Todo se achica de cara a la eternidad. Por larga que parezca, nuestra vida es un punto en medio de la eternidad.

 

La eternidad

Ahora bien, inmersos, como estamos, en el tiempo, nos resulta imposible imaginar la eternidad. Por defecto de experiencia, pensamos en la eternidad como un tiempo infinito. Al pensar así somos como ciegos describiendo el arcoíris. Tal vez habría que pensar más bien en un instante perpetuo, lo cual también nos resulta inimaginable.
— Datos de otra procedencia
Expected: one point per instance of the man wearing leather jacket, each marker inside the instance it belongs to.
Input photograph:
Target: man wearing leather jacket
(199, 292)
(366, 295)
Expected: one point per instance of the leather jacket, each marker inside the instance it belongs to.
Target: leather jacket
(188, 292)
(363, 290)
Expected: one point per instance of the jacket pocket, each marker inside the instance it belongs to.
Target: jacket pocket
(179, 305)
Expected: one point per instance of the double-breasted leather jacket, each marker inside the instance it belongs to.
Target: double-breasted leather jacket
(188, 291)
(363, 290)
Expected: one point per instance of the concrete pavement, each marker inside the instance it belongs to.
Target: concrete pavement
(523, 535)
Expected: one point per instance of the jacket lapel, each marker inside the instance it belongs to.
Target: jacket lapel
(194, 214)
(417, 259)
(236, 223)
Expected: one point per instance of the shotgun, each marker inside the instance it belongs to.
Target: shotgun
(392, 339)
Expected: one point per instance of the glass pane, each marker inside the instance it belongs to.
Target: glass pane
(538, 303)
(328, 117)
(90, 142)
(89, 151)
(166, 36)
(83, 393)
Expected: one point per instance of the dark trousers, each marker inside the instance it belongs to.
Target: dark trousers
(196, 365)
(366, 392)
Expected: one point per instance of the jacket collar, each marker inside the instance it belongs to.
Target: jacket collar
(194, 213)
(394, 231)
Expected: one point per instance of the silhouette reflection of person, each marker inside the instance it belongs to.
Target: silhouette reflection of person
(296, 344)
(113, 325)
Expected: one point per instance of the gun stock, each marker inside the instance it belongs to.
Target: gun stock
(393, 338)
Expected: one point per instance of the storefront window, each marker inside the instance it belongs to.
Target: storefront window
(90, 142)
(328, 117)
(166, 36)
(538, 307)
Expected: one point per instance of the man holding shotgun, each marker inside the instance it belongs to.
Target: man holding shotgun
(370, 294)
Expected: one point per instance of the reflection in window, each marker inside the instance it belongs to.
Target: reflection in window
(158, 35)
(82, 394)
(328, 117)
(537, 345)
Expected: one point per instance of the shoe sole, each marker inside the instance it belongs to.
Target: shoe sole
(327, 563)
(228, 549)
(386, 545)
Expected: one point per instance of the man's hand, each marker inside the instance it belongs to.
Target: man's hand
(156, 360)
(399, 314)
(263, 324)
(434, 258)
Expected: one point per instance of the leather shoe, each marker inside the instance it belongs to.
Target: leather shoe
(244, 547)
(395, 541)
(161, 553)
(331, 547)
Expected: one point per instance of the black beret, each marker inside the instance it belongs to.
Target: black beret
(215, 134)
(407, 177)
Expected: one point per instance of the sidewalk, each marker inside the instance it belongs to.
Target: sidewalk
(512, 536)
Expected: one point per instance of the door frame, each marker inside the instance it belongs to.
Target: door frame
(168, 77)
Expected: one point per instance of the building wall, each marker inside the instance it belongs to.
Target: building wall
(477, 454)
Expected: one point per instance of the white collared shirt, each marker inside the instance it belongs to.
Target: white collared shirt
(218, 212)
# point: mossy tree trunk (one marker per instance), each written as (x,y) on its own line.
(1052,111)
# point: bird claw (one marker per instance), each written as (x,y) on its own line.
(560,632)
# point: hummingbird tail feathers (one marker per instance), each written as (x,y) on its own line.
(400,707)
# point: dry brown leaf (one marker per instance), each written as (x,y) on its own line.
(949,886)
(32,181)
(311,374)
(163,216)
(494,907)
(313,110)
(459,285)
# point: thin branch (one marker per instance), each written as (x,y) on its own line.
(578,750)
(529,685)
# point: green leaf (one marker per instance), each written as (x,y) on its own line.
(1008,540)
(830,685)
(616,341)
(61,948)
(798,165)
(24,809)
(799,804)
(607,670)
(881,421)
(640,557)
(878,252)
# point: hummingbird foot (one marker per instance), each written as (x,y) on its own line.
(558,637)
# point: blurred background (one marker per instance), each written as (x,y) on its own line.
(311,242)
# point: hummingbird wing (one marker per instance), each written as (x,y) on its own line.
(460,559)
En este penúltimo domingo del tiempo ordinario, la liturgia nos pone frente a la eternidad. Eternidad que será inaugurada definitiva y plenamente con la segunda venida de Cristo, que la tradición bíblica y teológica ha llamado «parusía» (del griego: «venida, llegada»).

Jesús describe su parusía en tono apocalíptico, con repercusiones cósmicas y escatológicas –es decir, que tienen que ver con las realidades últimas de la existencia humana–. Por eso, el evangelio ofrece un cuadro en el que el sol, la luna, las estrellas y el universo entero participan, a su modo, de ese momento culmen de la historia.

La actitud correcta

Al describir así su segunda venida, ¿quiere Jesús asustarnos? ¿Quiere que «no queramos» que venga Él algún día por segunda vez?

El texto paralelo del evangelio de san Lucas invita a la actitud correcta: «Cuando empiecen a suceder estas cosas, cobrad ánimo y levantad la cabeza porque se acerca vuestra liberación» (Lc. 21, 28).

Pienso que el verdadero objetivo de Cristo, al hablarnos de estas cosas, tiene que ver más bien con el sentido y el valor de nuestra vida.

En otras palabras, la perspectiva del fin del mundo y de la eternidad es una motivación profunda para relativizarlo todo, valorar el tiempo y estar siempre preparados.

Relativizarlo todo

San Pablo escribe: «pasa la apariencia de este mundo» (1 Cor. 7 – 31). Es decir, todo es pasajero. Tu etapa de estudios es pasajera, tu puesto de trabajo es pasajero, tu juventud es pasajera, tus éxitos son pasajeros, tu belleza es pasajera, tu diversión es pasajera, cualquier pena o dolor es pasajero. Aunque durara toda una vida.

Todo tiene un final. También el sufrimiento. Santa Teresa lo expresó admirablemente en su célebre poema: «Nada te turbe; nada te espante; todo se pasa…». El saber que tarde o temprano tendremos que levar anclas y partir le quita presión a nuestra vida, aunque, por otro lado, le dé también urgencia.

Para quien tiene fe, ni la muerte ni el fin del mundo son una desgracia. De hecho, son el paso a nuestro verdadero destino. «Ella –la muerte– vela sobre nosotros con un amor devorador… Ella ilumina la vida como un «magnífico sol negro», y nos enseña a vivir», escribía Julien Green.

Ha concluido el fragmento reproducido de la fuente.